La sua importanza letteraria, invece, è racchiusa nei suoi due romanzi migliori: Con gli occhi chiusi preferito dai critici, Tre croci amato dai lettori. Sempre Cassola (che lesse, amò e difese Tozzi), scrisse che Tre croci è più romanzo di Con gli occhi chiusi invece più poetico ma meno epico laddove “il poeta lirico parla di sé mentre il poeta epico parla degli altri”. Tozzi che aveva debuttato come sperimentatore ambiva a scrivere un romanzo sociale: quasi una retromarcia ma lo scrittore è una creatura che si muove senza la bussola della logica. Con gli occhi chiusi è l’opera in cui Tozzi ripercorre la sua formazione tutta concentrata sul difficile rapporto col padre e sulla scoperta della passione carnale. In Tre croci (romanzo popolato solo di uomini) per la prima volta, l’autore non maneggia materiale autobiografico ma, pare, si sia ispirato ad un fatto realmente accaduto. Nel tentativo di divincolarsi dal labirintico autobiografismo, Tozzi si ispira ad un concetto oggettivo e termina la sua produzione con Gli egoisti, un romanzo esistenzialista.

Tozzi fu contemporaneamente uomo e scrittore. Ne è riprova l’autobiografismo ma chi si è fermato a considerarlo un autore regionale non ha compreso la sua essenza. L’alterego letterario è presente in alcuni dei suoi racconti e in tutti i romanzi: con dettagli nuovi, di volta in volta, egli è Leopoldo Gardi (Ricordi di un impiegato), Pietro Rosi (Con gli occhi chiusi), Remigio Selmi (Il podere), Giulio Gambi (Tre croci), Dario Gavinai (Gli egoisti). I modelli femminili, invece, sono solo due: la giovane contadina (Ghìsola di Con gli occhi chiusi), il suo capolavoro letterario, e Emma Palagi (la donna che amò e sposò).

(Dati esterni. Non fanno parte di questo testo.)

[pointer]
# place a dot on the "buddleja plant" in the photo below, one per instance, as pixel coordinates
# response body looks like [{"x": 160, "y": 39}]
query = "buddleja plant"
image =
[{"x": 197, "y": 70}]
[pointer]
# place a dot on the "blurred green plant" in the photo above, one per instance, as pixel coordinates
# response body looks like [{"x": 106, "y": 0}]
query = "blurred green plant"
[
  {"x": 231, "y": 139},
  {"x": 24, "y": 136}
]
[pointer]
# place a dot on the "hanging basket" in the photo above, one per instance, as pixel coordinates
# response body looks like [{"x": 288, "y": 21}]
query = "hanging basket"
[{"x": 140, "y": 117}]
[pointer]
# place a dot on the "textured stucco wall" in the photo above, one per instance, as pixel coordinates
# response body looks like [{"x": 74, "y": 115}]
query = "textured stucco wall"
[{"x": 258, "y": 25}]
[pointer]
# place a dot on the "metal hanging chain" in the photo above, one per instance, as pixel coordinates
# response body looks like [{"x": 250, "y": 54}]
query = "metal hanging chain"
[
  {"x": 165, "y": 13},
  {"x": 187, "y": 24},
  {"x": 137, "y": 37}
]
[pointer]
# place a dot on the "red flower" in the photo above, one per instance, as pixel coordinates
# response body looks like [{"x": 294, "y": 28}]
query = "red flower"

Al centro delle opere di Tozzi c’è un profondo pessimismo: l’incomunicabilità (Con gli occhi chiusi), l’ansia e la paura della realtà minacciosa (Il podere), il condizionamento e la repressione (Ricordi di un impiegato), lo sbandamento e la rovina (Tre croci), l’impotenza (in tutti i suoi personaggi), e, incombente su tutti, il potere economico vero motore del mondo. Egli è concentrato a comprendere l’interiorità umana, è attratto dalla psicologia ma non conosce né Freud né la psicanalisi. Nelle sue opere l’attenzione di Tozzi è focalizzata sulla descrizione del mondo reale che si proietta sull’analisi del mondo interiore dei personaggi. La sua religiosità, mai espressa ma presente nella morale delle sue opere, è il metro con cui la voce narrante guarda e giudica.